A secondary objective was to compare the descriptors assigned here to those suggested by clinicians in Jenstad, Van Tasell, and Ewert (Citation2003). “Unclear” and “muffled” were reported by those clinicians to be primarily associated with insufficient high-frequency gain, with the primary solution being to increase high-frequency gain. In the current study, the most assigned descriptor for HF decrements was “more muffled”, followed by “more unclear”, and the most used “better” descriptor for HF increments was “less muffled”, followed by “less unclear”, suggesting agreement. However, these descriptors were used across adjustments; “more unclear” and “more muffled” were also the most used descriptors for LF and MF decrements.
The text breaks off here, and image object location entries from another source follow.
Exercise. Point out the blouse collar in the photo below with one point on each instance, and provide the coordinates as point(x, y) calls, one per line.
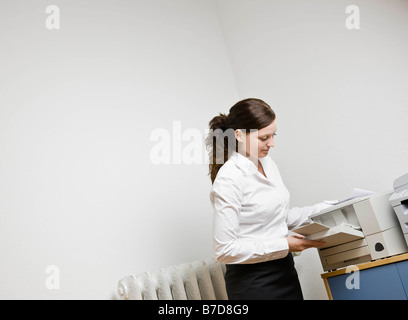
point(243, 162)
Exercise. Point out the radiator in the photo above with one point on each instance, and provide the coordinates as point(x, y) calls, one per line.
point(199, 280)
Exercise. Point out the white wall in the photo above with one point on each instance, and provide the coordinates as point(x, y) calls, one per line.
point(340, 95)
point(78, 189)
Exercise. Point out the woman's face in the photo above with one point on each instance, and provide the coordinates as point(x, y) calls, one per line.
point(256, 144)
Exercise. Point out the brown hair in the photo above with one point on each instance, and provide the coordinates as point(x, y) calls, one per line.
point(248, 114)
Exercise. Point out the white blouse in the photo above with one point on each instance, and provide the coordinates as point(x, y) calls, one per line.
point(251, 212)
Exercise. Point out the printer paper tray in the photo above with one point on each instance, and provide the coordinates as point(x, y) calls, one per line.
point(332, 236)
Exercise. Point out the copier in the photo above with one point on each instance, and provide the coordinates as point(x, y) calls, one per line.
point(399, 201)
point(356, 231)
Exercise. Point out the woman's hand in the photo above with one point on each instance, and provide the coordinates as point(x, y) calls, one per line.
point(297, 243)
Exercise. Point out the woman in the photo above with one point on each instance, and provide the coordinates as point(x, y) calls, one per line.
point(251, 206)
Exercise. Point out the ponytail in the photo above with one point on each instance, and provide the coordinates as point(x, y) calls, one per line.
point(245, 115)
point(220, 143)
“Hollow” and “in a barrel, tunnel, well” were reported in the expert system to be associated with excessive low-frequency gain, with the electroacoustical solution being to decrease low-frequency gain. While there was some use of “more hollow” and “more in a barrel, tunnel, well” for LF increments, these descriptors were mostly used for LF decrements, disagreeing with the expert system on adjustment direction. However, these interpretations are limited given that these descriptors were the least used, and that use was highly variable across adjustments. “In a barrel, tunnel, well” descriptors were the least used in this study. A third of those responses were from a single participant whose age (74) and average air-bone gap (6 dB HL) were outside the interquartile range but not outliers. “In a barrel, tunnel, well” was not a descriptor reported by Dutch clinicians (Thielemans et al. Citation2017), indicating the potential variations in descriptors between different regions.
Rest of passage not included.